The rest of the country incrementally raised their expectations of municipal politicians over the past decade, but Saint John excluded itself from this evolution. Pandemic and heartbreaking racist police brutality forced us to our present inflection point. We’re barreling towards the conclusion of a layered power struggle made raw by a years of westward brain drain and substantial waves of student, worker, and refugee immigration.
We’re living a demographic collision between zoomers who speak in outrage and denouncement and boomers who don’t adequately conceive their responsibility to build a radically better world. On all sides, negative politics is a problem in Saint John. Given the culture of governance by complaint, engagement by complaint is the natural evolution of public discourse. See Saint John Twitter.
That’s why Wayne Long and Don Darling feel bullied. All of a sudden, they’re being held to a higher standard by people who don’t support them. After the first Twitter decade went silent in Saint John, the expectation of Saint John City Council evolved in a matter of months what other communities wrangled over years.
But what these white dudes are feeling isn’t bullying. They’re feeling a redistribution of social capital away from privilege they’re accustomed to.
Wayne and Don perceive themselves as good at their jobs, because privilege. They aren’t.
The two politicians grasp precisely half of their jobs. They’re good community representatives and useless legislators. The bar for Saint John politicians is so low that governance by complaint looks legitimate. It is privilege that allows these men to take responsibility for their intentions instead of their impacts.
The SJ Twitter mob needs to understand their own privilege in public discourse too; anger is not impact and conflating the two detracts from progress. For officials and observers, the challenge of public policy making is to create solutions to be passionate about.
Don Darling has responded to calls for municipal action on racism with an ill-conceived motion for council to offer gestures of support for the writing of new federal crime laws against acts of racial discrimination. This proposal is a distraction.
He’s intentionally derailing the conversation of defunding the police. Instead of taking action on any of the 27 policy proposals BLMTO published democratically and in consultation with experts, Mayor Darling cherry-picked a policy he could swallow: ask someone else to fix racism.
Even if criminal law was a municipal jurisdiction, it’s an awful idea. Let's obliterate the logic behind making acts of racism a crime.

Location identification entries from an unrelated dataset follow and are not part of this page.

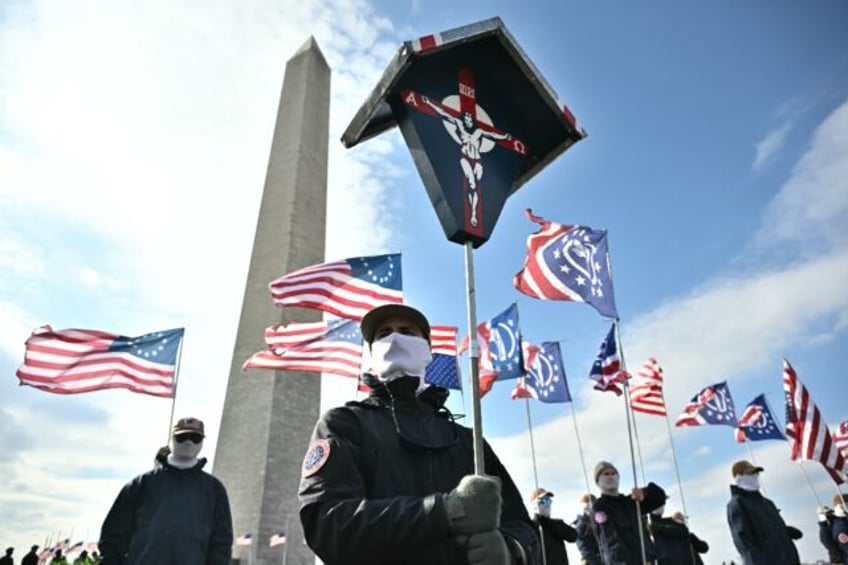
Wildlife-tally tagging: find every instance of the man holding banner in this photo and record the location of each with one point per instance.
(390, 479)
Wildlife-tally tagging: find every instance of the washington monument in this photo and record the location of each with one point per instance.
(268, 415)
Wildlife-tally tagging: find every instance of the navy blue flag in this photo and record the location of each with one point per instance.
(568, 263)
(757, 422)
(712, 406)
(545, 379)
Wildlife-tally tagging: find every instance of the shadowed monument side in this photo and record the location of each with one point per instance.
(268, 416)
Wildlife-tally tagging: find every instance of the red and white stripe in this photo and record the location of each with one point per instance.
(811, 437)
(74, 361)
(331, 287)
(646, 394)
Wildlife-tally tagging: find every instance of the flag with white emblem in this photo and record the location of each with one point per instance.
(567, 263)
(73, 361)
(349, 288)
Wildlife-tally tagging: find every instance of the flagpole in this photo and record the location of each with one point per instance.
(176, 379)
(474, 354)
(580, 450)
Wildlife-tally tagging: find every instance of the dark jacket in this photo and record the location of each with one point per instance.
(587, 545)
(759, 533)
(616, 525)
(675, 544)
(556, 533)
(374, 476)
(840, 535)
(169, 515)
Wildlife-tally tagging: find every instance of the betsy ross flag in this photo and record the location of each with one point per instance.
(74, 361)
(331, 346)
(646, 394)
(757, 422)
(347, 288)
(606, 369)
(443, 370)
(811, 439)
(567, 263)
(712, 406)
(545, 379)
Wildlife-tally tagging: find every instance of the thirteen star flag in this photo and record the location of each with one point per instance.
(545, 379)
(73, 361)
(757, 422)
(606, 369)
(348, 288)
(712, 406)
(567, 263)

- BLM is an abolitionist movement acknowledging the use of criminal laws to create social justice is impossible.
- All new laws bear administrative costs and are ultimately enforced with bias from police and judiciary alike.
- New citations and incarcerations proliferate poverty and the prison-industrial-complex.
- The proposal completely lacks specifics about punishment relative to harm or thresholds of proof.
- Why only make discrimination by race a crime?
It’s all smoke and no fire, though. Advocating this motion did not require Don Darling or Wayne Long to evolve their personal understanding of their own institutional and personal stake in White supremacy.
I object to the consideration of the Mayor’s motion as a rebuke for derailing the conversation away from defunding the Saint John Police Force. If we’re going to ask another government for a lofty solution, we ought to ask for hope. Only one person at the BLM Saint John rally spoke in favour of carceral anti-racism, but there were lots of signs demanding a universal basic income and police abolition...
I implore the city to seek policy guidance from the 27 BLMTO demands. Further, the city ought to affirm that while dubiously enforced, discrimination is already illegal; the recourse is civil, not criminal. These administrative tribunals are famously user non-friendly, but the City can actually do something about that. There's nothing stopping SJPF officers from immediately assuming disarmed administrative duties assisting discrimination victims through administrative tribunals.